Way back in the early days of COVID-19 things were different than they are now, nine months later. All the public knew then was to socially distance, wash hands more and longer and do not, under any circumstances, touch the face. The great mask controversy was yet to polarize the nation.
In the middle of that uncertain period I ran into a “huggy” friend. When she stretched out her arms to me I demurred. But when she made the gesture again, with an “aww, come on, it’s just me,” expression on her face, I accepted the hug. Inwardly, I berated myself for putting myself at risk out of fear of hurting her feelings, (more accurately, the discomfort I would have felt if she were to get upset).
Included among the many challenges introduced in 2020, nearly every single person on the planet faces the same dilemma, knowingly or not, that I did at that moment: Do I act based on my best information about the novel coronavirus, or based on the emotional and relationship systems of which I am a part?
Although much knowledge has been gained since last March, there continue to be many unknowns. For example, no one can say for sure how long immunity lasts after an infection. Even with the information at hand people can reasonably debate about how to handle the risk of contagion. But facts alone don’t guide behavior. People are instinctively prone to going along with those around them, sometimes against their best interests. This can be a conscious decision, as it was when I knew better than to be giving random hugs during a pandemic. More often the behavior is automatic and justified by thinking that aligns with the prevailing sentiments.
I imagine it’s difficult to wear a mask when those around you think the virus is a hoax, just as it’s difficult not to wear a mask at Whole Foods. Speaking of Whole Foods, last time I was there a man in line refused to wear a face covering. When asked to put one on, he became belligerent and threatening, visibly upsetting all of us “maskers”. (Funny thing though, in the end he put on a bandana rather than leave the store in support of his principles. I guess he really needed something he could only buy at Whole Foods!) This man showed another side of reacting within the emotional system-reflexive rebellion.
It’s my guess that most of the folks featured in videos where they are upending displays and screaming at employees about taking away their “freedom” are people for whom it is typical to take an oppositional stance.
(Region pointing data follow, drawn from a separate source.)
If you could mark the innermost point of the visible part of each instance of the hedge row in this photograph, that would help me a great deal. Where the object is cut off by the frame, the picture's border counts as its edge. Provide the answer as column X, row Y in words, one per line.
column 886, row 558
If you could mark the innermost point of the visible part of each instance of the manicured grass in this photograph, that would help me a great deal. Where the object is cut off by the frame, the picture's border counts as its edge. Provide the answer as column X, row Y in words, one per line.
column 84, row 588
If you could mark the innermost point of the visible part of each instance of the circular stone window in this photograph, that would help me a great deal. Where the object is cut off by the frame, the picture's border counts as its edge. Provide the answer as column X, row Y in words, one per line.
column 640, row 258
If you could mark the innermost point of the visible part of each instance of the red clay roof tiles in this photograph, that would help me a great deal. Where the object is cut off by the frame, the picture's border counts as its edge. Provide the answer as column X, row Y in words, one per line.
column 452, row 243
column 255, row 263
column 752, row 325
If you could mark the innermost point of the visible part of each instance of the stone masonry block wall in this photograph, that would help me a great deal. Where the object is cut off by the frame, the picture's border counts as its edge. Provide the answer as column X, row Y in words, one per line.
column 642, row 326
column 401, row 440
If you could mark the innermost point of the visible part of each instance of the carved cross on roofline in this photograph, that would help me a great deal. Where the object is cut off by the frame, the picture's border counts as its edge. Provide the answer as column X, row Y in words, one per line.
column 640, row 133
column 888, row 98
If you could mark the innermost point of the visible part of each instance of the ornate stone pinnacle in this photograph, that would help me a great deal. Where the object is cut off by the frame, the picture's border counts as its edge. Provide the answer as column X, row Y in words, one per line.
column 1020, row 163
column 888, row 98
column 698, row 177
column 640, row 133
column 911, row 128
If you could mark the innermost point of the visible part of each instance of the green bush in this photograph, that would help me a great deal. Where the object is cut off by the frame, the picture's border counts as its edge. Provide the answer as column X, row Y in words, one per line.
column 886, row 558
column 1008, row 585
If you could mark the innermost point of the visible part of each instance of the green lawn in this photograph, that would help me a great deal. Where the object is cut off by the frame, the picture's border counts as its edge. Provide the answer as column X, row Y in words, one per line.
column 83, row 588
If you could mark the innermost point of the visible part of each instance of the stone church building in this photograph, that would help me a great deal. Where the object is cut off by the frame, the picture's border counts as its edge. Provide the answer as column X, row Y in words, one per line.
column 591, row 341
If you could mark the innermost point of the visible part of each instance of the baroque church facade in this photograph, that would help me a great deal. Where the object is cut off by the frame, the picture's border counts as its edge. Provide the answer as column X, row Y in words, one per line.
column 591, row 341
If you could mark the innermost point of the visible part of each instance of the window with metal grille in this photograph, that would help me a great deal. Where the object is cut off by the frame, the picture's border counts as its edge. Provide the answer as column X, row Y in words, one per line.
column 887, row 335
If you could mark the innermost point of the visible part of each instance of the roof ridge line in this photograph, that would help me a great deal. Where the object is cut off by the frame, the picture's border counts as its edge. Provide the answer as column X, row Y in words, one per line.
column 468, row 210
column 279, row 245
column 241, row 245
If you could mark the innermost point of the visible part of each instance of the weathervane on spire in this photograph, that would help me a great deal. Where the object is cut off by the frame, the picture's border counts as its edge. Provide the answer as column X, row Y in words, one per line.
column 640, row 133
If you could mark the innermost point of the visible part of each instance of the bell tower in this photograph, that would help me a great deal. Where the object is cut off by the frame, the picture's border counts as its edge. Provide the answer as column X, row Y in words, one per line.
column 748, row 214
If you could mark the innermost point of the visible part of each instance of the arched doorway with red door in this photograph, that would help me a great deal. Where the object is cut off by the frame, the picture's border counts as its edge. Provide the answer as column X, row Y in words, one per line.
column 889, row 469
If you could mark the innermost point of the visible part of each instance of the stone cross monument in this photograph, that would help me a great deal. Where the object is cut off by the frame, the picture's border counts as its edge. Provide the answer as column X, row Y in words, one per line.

This would stem from their habitual position in the emotional relationship systems of their families.
Deciding whether or not to hug, or to wear a mask, provides but two of an infinite number of opportunities for the human to choose based on intellectual reasoning or the pressures of a relationship process. Often, action is influenced by both. Biologically based sensitivity to the emotional field is part of evolution and essential for survival, yet perhaps the ability that makes the human unique among all life is the capacity to discern fact from feelings generated within the emotional system. For sure, that capacity is underdeveloped in most people and hardest to access under stress, contributing to-if not outright causing-this pandemic and every other pickle currently faced by this species.
To hug or not to hug is not really the question. The better question is: What drives what I am doing right now, my best individual thinking or my instinctive, automatic, sometimes unreliable reaction within the emotional system?